What are the numbers? (No more guessing—get them all on paper.)
What is the real cost? (Not just the money, but the mental load it creates.)
What’s my real reason for wanting to escape? (Be brutally honest.)
Facing the numbers and the emotions they bring up takes away their power. Once debt is no longer an emotional black hole, you can deal with it strategically, not reactively.
2. Stop Creating More Escape Routes
The knee-jerk reaction to financial stress is often: I just need a little more money right now.
This leads to:
More credit card debt
A loan with bad terms
Signing up for another program, hoping it’s "the answer"
Every one of these things might feel like relief in the short term. But if the pattern of escape isn’t broken, you’ll just end up in the same place again, but with more weight on your back.
Instead of chasing the next financial "fix," sit in the discomfort. Get clear on where you actually stand. Make peace with your situation so you can change it from a place of power, not panic.
3. Build a Financial Strategy That Supports Growth
Once you’ve stopped the cycle of escape, you can make real financial moves.
Prioritize high-interest debt first. That’s what’s costing you the most.
Negotiate terms. Call lenders, ask for lower rates, set up better payment plans.
Cut what’s draining you. Not just unnecessary expenses, but also any commitments that keep you in survival mode instead of growth mode.
But here’s the key: Your goal isn’t just to “get out of debt.” It’s to build something sustainable while doing it.
Which means:
4. Fund Your Business Without Burdening Yourself
Instead of throwing money at things hoping they’ll make you successful, ask:
What is the absolute minimum I need to get started? (Keep costs lean.)
What can I trade instead of buy? (Barter skills, use free tools, leverage existing resources.)
What can I monetize immediately? (Even a small, fast win builds momentum.)
Debt happens fast. Real success takes time. Make sure every financial decision moves you toward long-term growth, not just temporary relief.
5. Shift From Financial Survival to Financial Mastery
The real shift out of debt isn’t just making more money. It’s shifting from reacting to controlling.
Capture Reality. Know exactly where your money is going, how much you owe, and what your financial patterns are.
Develop Smarter Habits. Stop making decisions based on stress and start making them based on strategy.
Expose Yourself to Growth. Get around people who make money work for them instead of the other way around. Learn what they do differently.
Debt wants you to shrink. It wants you to avoid, ignore, and hope for an escape. The flip? Face it fully, take control, and create the kind of business that makes money on your terms.

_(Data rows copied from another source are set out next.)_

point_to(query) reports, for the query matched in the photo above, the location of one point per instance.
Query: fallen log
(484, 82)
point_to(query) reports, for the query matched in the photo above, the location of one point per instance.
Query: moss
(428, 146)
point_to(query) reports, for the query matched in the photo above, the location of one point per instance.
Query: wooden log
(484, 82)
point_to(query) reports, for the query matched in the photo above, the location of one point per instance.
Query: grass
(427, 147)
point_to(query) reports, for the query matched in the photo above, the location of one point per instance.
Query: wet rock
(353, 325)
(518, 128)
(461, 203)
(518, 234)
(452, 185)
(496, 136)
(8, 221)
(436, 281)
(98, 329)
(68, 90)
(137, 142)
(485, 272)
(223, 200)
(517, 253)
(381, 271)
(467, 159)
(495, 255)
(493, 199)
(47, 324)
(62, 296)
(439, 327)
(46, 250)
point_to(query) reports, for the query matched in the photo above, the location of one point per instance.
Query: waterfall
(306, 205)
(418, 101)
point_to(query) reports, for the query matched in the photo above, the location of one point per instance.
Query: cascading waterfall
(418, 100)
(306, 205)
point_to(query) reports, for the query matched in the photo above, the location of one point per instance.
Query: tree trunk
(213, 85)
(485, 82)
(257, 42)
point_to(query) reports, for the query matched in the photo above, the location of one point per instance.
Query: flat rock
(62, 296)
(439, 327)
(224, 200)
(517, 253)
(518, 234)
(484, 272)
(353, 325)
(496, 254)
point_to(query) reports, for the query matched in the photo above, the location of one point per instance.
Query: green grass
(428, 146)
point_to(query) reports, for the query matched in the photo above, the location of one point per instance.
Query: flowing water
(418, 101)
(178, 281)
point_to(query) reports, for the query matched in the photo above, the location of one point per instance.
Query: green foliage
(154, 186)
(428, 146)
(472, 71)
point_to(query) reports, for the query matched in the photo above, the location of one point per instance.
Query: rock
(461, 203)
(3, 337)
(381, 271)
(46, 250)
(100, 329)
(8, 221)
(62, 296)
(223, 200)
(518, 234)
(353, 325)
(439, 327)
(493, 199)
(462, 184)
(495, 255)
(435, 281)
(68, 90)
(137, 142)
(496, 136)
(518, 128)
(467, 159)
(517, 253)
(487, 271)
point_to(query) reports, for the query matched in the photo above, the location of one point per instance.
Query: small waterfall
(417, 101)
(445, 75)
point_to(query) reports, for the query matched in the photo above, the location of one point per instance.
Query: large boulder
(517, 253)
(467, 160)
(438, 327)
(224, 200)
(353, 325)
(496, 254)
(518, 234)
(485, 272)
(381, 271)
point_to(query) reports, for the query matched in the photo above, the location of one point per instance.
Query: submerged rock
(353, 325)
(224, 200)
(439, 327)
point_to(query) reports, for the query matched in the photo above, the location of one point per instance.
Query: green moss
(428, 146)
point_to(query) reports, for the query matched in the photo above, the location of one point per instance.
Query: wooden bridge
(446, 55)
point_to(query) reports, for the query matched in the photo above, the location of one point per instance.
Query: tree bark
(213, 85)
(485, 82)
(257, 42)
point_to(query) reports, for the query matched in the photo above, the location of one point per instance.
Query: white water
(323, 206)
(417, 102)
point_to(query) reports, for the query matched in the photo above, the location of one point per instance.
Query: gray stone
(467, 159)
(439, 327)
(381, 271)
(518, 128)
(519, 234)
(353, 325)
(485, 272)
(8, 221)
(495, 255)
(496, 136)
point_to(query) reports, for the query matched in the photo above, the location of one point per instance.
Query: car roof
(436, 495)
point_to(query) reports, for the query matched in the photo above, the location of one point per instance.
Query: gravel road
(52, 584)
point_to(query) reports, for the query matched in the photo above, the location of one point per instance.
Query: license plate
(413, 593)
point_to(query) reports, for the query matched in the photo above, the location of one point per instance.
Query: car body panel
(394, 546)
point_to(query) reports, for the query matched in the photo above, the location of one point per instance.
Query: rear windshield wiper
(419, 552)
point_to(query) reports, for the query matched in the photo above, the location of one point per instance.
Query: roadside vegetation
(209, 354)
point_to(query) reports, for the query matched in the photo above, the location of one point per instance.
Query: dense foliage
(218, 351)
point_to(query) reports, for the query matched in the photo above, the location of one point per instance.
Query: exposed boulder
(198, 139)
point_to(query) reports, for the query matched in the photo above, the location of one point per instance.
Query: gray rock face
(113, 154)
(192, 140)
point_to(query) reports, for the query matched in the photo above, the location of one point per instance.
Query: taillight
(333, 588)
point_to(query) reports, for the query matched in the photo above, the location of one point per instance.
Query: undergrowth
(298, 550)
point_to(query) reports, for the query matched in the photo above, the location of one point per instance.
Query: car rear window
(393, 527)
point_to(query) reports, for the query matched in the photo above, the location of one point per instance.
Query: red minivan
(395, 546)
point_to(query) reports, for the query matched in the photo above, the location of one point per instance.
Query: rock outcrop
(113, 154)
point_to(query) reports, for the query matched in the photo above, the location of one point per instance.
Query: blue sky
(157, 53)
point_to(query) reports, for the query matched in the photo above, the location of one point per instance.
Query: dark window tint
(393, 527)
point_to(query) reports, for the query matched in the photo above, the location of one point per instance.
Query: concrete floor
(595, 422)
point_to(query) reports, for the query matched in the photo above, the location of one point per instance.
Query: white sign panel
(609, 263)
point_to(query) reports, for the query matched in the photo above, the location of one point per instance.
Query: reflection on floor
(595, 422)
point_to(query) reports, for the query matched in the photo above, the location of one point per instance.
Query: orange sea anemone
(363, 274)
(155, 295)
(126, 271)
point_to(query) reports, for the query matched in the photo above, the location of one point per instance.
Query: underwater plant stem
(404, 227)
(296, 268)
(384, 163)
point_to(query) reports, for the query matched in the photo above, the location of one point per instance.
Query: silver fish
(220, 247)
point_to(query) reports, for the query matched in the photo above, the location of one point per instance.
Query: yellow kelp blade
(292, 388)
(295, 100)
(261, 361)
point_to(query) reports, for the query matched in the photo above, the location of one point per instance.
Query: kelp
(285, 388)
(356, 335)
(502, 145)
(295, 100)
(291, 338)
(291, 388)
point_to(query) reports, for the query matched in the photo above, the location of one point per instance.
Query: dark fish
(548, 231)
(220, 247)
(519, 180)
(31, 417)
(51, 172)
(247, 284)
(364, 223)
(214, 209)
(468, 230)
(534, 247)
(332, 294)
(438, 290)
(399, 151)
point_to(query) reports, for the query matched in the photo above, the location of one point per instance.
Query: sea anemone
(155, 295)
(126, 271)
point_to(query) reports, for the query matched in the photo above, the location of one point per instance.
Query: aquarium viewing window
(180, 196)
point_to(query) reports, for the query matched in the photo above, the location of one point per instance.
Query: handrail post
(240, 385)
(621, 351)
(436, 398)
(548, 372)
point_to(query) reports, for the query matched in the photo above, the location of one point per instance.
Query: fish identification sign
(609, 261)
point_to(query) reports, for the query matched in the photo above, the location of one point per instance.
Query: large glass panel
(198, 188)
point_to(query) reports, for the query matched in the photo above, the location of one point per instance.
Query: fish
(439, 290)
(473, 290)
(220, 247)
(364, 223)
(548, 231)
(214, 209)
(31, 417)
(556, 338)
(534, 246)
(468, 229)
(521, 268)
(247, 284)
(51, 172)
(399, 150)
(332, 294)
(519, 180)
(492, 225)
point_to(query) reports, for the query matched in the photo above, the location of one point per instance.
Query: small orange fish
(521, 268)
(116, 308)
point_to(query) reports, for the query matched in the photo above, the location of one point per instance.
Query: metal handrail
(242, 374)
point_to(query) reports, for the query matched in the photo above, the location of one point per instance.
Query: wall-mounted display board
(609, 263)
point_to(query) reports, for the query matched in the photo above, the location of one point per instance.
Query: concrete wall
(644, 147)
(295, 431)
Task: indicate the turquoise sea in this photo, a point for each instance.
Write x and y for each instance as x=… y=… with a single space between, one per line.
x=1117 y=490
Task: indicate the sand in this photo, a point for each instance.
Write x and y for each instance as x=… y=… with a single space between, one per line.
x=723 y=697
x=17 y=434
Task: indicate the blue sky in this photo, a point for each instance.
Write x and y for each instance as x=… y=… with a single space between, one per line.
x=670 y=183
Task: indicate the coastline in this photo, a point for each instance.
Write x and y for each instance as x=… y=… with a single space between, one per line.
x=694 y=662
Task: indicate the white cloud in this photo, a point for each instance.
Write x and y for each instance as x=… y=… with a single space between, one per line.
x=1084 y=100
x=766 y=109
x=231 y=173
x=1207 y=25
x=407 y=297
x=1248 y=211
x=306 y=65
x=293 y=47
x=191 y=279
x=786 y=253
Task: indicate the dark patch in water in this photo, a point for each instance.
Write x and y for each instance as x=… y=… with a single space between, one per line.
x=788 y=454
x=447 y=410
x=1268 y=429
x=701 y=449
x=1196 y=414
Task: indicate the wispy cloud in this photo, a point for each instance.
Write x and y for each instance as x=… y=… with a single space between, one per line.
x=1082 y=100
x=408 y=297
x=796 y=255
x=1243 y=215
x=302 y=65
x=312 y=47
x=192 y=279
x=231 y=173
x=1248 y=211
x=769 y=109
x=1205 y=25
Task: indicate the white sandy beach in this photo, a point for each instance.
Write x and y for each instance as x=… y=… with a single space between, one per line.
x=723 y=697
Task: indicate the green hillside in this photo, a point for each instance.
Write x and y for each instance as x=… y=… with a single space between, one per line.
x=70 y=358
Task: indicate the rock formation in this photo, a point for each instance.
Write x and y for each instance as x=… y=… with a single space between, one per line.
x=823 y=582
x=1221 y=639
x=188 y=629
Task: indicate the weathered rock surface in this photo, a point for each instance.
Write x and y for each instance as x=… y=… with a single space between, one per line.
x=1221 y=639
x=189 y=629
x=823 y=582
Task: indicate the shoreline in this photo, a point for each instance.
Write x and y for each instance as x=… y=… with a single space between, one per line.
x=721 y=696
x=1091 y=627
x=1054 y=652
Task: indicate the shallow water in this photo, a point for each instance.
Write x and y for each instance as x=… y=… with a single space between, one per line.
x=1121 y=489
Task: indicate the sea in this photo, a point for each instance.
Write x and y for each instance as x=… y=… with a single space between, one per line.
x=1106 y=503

6. Redefine Success (So You Stop Playing the Wrong Game)
Most people think success means making enough money to never worry about debt again.
But if you’re still thinking about money in terms of escape, even a high income won’t solve the problem.
Success isn’t just making money. It’s:
Being at peace with where you are, so you make better decisions.
No longer being in survival mode, so you can think long-term.
Building something sustainable, so debt becomes irrelevant.
The more grounded you are, the less debt controls you. When you stop needing to escape, you become someone people escape through. That’s the flip.
Final Thoughts: The Debt Cycle Ends With You
Debt is a cycle of wanting to be somewhere else.
It starts as a quick way out. It turns into a trap. It feeds shame, guilt, and avoidance, which only reinforce the same pattern.
The only way out is to break the mental loop first.
When you stop seeing debt as a heavy weight and start seeing it as a neutral fact—one that you can actively solve—it loses its grip on you.
And when you stop needing to escape, you finally become free.